Jarum jam baru saja bergeser dari angka enam. Selasa ((18/9) pagi itu, sejumlah orang yang belakangan diketahui agen intelijen Prancis, datang ke rumah jurnalis Ariane Lavrilleux.
"Mereka menggeledah rumah saya, dan khususnya alat-alat kerja saya, seperti komputer, telepon, dan USB. Mereka menggunakan banyak metode untuk mengambil data. Lalu saya dijebloskan ke penjara," kata perempuan yang bekerja untuk situs investigasi Prancis, Disclose.
Dia kemudian menghabiskan 39 jam dalam tahanan. Di situ ia berulang kali diinterogasi oleh agen dinas keamanan internal DGSI Prancis. Lavrilleux diinterogasi hanya karena memberitakan isu yang dianggap ultra-sensitif dari kerja sama militer Prancis dengan sekutunya, Mesir.
Lavrilleux akhirnya dibebaskan keesokan malamnya dari penjara di Marseille. Tidak ada tindakan lebih lanjut yang diambil pada tahap ini. Namun, seorang mantan tentara yang dicurigai sebagai salah satu sumbernya, telah didakwa dan dapat diadili.
Penangkapan Lavrilleux mengejutkan rekan-rekan jurnalis dan aktivis di Prancis. Ini menimbulkan pertanyaan bagaimana pemerintah menerapkan undang-undang kontroversial mengenai masalah kerahasiaan nasional, di negara yang seharusnya menghargai hak atas kebebasan berekspresi.
Sekjen Amnesti International Agnes Callamard menggambarkan penangkapan itu sebagai hal yang "mengerikan" dan menyebutnya sebagai bagian serangan yang lebih luas terhadap jurnalis yang berupaya mengungkap untuk publik tentang tindakan tidak jelas yang dilakukan badan intelijen Prancis.
Dalam insiden yang tidak ada hubungannya namun serupa, polisi di kota utara Lille pada hari Kamis juga memanggil tiga jurnalis dari harian Liberation untuk diinterogasi mengenai laporan investigasi yang mereka tulis mengenai pembunuhan seorang pemuda di wilayah tersebut oleh polisi.
Akhir Jurnalisme
"Jika kita tidak bisa melindungi sumber, itu adalah akhir dari jurnalisme," kata Lavrilleux pada konferensi pers di Paris yang diselenggarakan oleh kelompok kebebasan pers Reporter Without Border.

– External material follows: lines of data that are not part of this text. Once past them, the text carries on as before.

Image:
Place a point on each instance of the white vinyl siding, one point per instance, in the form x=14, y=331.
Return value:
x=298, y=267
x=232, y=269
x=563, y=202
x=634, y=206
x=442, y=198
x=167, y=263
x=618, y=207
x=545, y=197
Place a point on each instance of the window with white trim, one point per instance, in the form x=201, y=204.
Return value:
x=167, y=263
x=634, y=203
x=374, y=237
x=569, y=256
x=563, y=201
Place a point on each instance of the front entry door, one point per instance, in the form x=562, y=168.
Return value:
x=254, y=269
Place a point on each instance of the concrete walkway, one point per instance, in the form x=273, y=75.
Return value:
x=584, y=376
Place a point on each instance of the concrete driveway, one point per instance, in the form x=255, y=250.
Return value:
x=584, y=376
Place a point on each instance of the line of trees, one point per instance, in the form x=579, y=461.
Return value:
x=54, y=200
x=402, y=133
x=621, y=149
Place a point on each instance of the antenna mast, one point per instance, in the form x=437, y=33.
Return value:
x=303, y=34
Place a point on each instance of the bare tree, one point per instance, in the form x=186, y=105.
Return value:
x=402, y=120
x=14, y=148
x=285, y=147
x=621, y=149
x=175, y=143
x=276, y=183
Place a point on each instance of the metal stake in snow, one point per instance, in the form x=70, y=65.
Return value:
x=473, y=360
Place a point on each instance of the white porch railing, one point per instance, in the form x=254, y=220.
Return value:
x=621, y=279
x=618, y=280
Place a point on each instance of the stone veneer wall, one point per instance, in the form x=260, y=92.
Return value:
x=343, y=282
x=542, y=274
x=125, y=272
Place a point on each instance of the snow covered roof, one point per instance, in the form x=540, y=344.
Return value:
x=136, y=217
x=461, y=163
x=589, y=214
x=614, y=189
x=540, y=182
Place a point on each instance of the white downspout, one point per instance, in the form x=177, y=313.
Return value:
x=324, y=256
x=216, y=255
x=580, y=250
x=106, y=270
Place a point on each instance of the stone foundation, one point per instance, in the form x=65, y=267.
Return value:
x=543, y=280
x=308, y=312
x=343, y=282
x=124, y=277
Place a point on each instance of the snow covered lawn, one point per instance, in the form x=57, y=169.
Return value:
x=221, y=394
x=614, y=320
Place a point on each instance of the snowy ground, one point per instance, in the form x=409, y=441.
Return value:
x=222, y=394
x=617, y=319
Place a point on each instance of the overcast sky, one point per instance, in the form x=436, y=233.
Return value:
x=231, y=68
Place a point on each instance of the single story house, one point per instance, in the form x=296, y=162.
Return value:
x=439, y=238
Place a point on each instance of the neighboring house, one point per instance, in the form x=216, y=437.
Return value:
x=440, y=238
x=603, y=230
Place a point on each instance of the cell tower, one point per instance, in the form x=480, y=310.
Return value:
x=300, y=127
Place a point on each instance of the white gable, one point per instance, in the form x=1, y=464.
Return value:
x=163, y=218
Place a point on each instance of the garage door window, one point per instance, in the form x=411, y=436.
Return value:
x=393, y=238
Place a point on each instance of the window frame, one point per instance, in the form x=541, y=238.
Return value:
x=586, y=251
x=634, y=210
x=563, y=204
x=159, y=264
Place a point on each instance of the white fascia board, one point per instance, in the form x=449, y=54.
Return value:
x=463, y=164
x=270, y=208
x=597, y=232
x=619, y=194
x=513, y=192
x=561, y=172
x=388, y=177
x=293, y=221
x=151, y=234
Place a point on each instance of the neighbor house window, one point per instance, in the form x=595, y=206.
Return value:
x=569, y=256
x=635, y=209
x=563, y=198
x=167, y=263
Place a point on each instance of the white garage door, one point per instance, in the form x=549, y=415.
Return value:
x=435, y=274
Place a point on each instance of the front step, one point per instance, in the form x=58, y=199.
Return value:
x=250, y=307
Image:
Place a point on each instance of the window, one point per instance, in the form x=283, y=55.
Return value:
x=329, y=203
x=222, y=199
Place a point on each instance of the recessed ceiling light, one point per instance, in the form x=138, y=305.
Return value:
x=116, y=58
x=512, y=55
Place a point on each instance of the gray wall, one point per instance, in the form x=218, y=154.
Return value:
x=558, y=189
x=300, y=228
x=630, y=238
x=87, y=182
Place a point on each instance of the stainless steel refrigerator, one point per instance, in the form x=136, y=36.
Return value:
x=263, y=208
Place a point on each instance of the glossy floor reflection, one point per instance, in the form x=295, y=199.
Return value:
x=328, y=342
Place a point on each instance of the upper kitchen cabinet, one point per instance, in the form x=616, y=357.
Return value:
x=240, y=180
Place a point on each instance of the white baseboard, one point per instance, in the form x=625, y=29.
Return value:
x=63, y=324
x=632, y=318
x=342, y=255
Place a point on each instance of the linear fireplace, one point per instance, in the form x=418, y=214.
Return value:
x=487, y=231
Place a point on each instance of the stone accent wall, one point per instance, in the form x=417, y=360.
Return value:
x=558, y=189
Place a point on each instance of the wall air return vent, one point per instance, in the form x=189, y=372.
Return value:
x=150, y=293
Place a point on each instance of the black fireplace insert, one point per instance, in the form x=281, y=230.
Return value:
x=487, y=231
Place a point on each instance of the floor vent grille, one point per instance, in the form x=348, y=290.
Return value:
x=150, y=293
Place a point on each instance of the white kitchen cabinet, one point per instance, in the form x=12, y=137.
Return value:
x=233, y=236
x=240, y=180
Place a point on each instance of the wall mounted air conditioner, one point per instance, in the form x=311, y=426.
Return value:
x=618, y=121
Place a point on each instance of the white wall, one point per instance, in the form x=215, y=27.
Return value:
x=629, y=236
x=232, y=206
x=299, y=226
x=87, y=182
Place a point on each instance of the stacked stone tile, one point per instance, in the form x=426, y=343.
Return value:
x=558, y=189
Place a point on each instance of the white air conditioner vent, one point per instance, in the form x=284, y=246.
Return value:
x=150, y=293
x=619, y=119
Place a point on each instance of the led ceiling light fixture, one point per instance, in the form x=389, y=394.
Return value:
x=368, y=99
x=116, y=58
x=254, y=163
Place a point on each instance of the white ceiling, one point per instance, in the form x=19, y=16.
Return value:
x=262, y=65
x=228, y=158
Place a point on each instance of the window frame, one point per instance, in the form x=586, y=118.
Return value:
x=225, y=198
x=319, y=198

"Saya menganggap penangkapan ini merupakan skandal dan sangat tidak sah. Satu-satunya tujuan penangkapan ini adalah untuk mencegah saya dan semua jurnalis melakukan pekerjaan kami," tambahnya.
Lavrilleux pada November 2021 menulis artikel untuk situs investigasi Prancis Disclose yang menuduh operasi kontra-intelijen Prancis di Mesir. Dengan nama sandi "Sirli", operasi ini digunakan oleh Mesir untuk melakukan pembunuhan sewenang-wenang terhadap para penyelundup.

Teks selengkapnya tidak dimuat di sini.